Университетская наука в целом дала Фету немного — в лучшем случае любопытные или умеренно полезные сведения, — но не пристрастила к исследованиям, не определила его систему взглядов и склонности. До конца обучения он оставался посторонним — либо скучающим, либо любопытным, но духом всей этой премудрости так и не проникся, как не проникся и другим духом, царившим в это время на университетских кафедрах и в студенческих квартирах, — духом гегельянства, одним из пропагандистов которого был Грановский. Настоящее поклонение, которое в это время вызывала философия Гегеля, ярко описал Герцен, сам захваченный этим учением: «Люди, любившие друг друга, расходились на целые недели, не согласившись в определении “перехватывающего духа”, принимали за обиды мнения об “абсолютной личности и о её по себе бытии”. Все ничтожнейшие брошюры, выходившие в Берлине и других губернских и уездных городах немецкой философии, где только упоминалось о Гегеле, выписывались, зачитывались до дыр, до пятен, до падения листов в несколько дней»124. В такой атмосфере казалось неизбежным хотя бы поверхностное увлечение «модным учением», тем более что знакомыми Фета были главные русские гегельянцы: в комнате Аполлона Григорьева, тоже поклонявшегося Гегелю, «с великим оживлением спорил, сверкая очками и тёмными глазками, кудрявый К. Д. Кавелин», там же часто бывал «постоянно записывавший лекции и находивший ещё время давать уроки будущий историограф С. М. Соловьёв». Фет познакомился с вернувшимся из ссылки Герценом. «Слушать этого умного и остроумного человека составляло для меня величайшее наслаждение»125, — вспоминал он. Но даже их личное обаяние и склад ума не смогли передать Фету гегельянский энтузиазм. Споры по философским вопросам, не раз ведшиеся на его глазах поклонявшимися Гегелю ровесниками, вызывали у Фета иронию.
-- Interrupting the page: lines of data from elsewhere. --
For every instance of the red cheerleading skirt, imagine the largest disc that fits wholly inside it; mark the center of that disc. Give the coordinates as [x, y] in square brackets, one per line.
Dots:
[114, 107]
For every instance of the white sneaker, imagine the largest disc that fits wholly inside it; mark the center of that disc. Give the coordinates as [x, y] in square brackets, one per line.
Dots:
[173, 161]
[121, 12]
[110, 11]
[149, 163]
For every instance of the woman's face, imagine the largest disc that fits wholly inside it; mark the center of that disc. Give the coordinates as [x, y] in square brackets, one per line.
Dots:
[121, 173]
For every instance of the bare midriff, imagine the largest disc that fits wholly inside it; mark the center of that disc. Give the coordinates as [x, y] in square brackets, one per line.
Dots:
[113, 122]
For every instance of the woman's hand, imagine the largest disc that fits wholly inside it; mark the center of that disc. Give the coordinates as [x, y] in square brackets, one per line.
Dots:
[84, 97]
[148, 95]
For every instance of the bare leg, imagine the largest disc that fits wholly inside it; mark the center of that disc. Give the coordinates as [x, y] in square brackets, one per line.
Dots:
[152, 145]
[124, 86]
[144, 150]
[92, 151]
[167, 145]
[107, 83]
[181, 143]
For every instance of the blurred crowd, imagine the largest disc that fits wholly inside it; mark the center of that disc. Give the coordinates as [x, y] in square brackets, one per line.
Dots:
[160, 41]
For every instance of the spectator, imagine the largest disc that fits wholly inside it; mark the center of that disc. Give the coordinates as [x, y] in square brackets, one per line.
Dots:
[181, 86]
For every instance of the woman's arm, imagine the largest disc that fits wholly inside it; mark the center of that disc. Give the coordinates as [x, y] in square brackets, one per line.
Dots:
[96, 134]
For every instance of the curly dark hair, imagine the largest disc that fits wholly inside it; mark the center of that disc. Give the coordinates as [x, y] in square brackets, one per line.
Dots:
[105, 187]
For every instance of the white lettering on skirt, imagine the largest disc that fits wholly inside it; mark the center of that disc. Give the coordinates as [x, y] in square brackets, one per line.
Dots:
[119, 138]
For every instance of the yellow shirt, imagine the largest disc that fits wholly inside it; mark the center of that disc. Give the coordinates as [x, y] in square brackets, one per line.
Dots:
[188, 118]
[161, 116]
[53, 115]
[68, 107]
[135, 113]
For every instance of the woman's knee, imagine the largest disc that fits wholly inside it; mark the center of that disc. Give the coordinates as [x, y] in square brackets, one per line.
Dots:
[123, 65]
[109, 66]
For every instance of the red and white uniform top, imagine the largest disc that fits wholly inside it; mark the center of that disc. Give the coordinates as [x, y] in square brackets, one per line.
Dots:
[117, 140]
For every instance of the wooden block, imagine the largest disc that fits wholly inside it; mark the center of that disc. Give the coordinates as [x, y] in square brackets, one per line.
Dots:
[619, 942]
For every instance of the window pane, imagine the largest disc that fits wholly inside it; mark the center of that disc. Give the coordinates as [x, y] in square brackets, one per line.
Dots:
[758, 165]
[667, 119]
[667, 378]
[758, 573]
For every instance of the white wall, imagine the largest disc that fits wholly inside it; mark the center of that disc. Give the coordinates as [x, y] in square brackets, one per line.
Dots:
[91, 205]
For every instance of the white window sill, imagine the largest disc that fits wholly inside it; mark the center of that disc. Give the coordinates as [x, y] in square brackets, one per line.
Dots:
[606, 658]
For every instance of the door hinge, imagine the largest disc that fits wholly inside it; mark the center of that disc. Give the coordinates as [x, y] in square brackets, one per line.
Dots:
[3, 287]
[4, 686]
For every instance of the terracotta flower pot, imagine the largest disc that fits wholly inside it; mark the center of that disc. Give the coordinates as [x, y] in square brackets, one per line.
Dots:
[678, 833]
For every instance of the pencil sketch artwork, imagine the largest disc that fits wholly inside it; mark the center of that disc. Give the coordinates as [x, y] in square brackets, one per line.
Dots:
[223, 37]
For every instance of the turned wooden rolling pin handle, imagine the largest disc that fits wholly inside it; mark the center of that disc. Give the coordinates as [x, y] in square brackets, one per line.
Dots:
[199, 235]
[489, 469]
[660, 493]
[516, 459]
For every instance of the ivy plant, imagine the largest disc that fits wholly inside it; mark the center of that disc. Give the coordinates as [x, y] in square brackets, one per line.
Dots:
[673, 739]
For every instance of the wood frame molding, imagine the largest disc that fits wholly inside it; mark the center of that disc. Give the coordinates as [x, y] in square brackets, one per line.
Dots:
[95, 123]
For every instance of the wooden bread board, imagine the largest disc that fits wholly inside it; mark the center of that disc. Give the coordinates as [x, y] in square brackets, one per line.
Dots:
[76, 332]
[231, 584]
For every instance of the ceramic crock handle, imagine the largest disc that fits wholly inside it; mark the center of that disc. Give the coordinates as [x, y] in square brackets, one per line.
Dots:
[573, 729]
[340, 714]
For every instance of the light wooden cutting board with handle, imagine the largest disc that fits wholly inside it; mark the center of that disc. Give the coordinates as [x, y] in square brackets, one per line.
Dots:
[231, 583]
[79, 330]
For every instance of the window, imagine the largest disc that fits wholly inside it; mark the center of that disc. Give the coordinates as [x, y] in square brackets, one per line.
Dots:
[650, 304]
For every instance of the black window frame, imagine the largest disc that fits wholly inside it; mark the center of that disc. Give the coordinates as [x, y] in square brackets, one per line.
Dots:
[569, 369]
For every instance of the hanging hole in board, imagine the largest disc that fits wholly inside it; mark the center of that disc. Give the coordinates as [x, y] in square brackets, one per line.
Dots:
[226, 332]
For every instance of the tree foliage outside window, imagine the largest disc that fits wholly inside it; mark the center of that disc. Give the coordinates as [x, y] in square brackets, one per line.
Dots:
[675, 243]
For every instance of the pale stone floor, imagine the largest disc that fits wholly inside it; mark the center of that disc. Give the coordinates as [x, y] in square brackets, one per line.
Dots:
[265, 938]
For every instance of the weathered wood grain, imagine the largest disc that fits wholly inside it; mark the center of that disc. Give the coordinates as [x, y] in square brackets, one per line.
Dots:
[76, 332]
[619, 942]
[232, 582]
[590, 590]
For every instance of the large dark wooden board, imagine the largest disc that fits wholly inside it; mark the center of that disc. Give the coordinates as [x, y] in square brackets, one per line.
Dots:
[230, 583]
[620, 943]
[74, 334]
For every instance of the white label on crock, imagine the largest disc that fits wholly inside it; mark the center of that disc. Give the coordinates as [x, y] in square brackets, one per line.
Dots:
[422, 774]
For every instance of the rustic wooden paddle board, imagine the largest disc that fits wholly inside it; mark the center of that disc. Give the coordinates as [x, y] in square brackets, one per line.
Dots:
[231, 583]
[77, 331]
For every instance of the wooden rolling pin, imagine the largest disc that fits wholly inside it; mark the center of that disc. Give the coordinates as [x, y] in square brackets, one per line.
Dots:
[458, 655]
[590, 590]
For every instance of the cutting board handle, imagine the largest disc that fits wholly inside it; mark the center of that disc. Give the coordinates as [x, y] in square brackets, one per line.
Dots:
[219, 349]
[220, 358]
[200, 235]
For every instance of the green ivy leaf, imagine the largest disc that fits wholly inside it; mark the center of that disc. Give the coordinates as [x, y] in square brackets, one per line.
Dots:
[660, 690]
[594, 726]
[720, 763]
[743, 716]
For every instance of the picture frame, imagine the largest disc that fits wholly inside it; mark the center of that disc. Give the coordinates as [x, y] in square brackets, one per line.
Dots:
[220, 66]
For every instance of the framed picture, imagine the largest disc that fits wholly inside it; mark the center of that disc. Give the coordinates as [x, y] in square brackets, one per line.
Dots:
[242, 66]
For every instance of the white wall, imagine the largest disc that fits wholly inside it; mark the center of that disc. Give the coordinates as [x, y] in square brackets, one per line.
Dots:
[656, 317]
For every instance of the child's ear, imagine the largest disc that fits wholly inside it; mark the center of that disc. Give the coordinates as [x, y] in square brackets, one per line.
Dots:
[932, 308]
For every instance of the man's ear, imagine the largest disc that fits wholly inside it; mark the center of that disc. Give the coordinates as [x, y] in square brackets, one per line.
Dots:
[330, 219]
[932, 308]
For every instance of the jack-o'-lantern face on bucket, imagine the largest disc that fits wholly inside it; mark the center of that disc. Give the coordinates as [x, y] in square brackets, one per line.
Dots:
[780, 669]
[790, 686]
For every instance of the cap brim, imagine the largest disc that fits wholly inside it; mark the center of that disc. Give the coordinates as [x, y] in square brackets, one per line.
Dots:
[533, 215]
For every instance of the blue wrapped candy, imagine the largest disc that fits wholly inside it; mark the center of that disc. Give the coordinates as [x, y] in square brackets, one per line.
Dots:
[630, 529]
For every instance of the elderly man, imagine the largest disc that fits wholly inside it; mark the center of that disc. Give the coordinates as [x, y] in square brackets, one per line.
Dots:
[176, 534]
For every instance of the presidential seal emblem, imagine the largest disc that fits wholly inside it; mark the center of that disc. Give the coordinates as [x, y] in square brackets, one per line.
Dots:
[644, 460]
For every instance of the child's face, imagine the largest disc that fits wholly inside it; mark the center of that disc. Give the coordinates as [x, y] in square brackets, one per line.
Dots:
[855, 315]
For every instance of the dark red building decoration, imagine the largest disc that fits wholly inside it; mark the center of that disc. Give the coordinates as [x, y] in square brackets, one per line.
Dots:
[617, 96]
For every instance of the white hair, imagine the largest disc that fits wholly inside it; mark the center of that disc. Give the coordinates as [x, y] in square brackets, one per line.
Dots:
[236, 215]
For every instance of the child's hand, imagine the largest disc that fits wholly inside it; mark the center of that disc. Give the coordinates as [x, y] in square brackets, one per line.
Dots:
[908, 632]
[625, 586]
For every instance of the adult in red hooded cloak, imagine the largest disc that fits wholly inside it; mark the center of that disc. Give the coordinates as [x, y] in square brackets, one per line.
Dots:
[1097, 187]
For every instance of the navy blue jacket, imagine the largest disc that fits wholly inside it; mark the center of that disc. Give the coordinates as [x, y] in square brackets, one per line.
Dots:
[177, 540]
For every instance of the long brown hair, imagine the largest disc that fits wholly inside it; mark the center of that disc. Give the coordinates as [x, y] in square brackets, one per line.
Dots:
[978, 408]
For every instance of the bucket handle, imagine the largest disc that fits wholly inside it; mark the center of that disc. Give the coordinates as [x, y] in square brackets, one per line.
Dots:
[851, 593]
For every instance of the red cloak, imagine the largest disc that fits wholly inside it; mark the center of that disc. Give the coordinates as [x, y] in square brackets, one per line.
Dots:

Конечно, его могла оттолкнуть сама мода на Гегеля; тот же Герцен к этой стороне «отчаянного гегелизма» относился с неменьшей иронией. Однако Герцену это отрицание почти комической бесплодной схоластики, в которую часто выливались обсуждения философии гениального немецкого мыслителя его русскими последователями («...прения шли о том, что Гёте объективен, но что его объективность субъективна, тогда как Шиллер — поэт субъективный, но его субъективность объективна...»), не помешало обратиться к самим гегелевским трудам и оказаться по-настоящему захваченным и покорённым их интеллектуальной мощью и освобождающей силой: «Я увидел необходимость ex ipso fonte bibere[12] и серьёзно занялся Гегелем. Я думаю даже, что человек, не переживший “Феноменологии” Гегеля... не перешедший через этот горн и этот закал, не полон, не современен»126. Мы полагаем, что и Фет познакомился с самим учением (не обязательно прочёл, но имел достаточно точное представление о нём) и оно вызвало его неприятие. Что же стало его причиной? Возможно, влияние Введенского и нигилистическое направление, которые приняли мысли Фета. Для такого направления гегельянство (особенно в таком виде, который оно приняло в России) слишком идеалистично, слишком прекраснодушно и экзальтированно. Тот тип гегельянца, который позднее вывел Тургенев в своём «Рудине», был Фету психологически чужд, так же как пронизывающий гегелевскую философию исторический оптимизм.
Мышлению Фета было чуждо то, что можно назвать тотальностью гегелевской философии, в которой весь мир, от неорганических явлений до государства и религии, управляется и согласовывается с некоторым абсолютом и спекулятивное абстрактное мышление объявляется высшим судьёй для всего сущего. Для самого Фета всю жизнь будет характерно резкое разделение спекулятивного мышления, существующего в области абстрактных идеалов, принципов и ценностей, и мышления практического, царящего в реальной жизни. Можно иметь высокие идеалы, но нельзя исходя из них решать конкретные задачи и нельзя навязывать свои принципы другим, какими бы симпатичными и абсолютно непреложными ни казались эти идеалы самому их носителю.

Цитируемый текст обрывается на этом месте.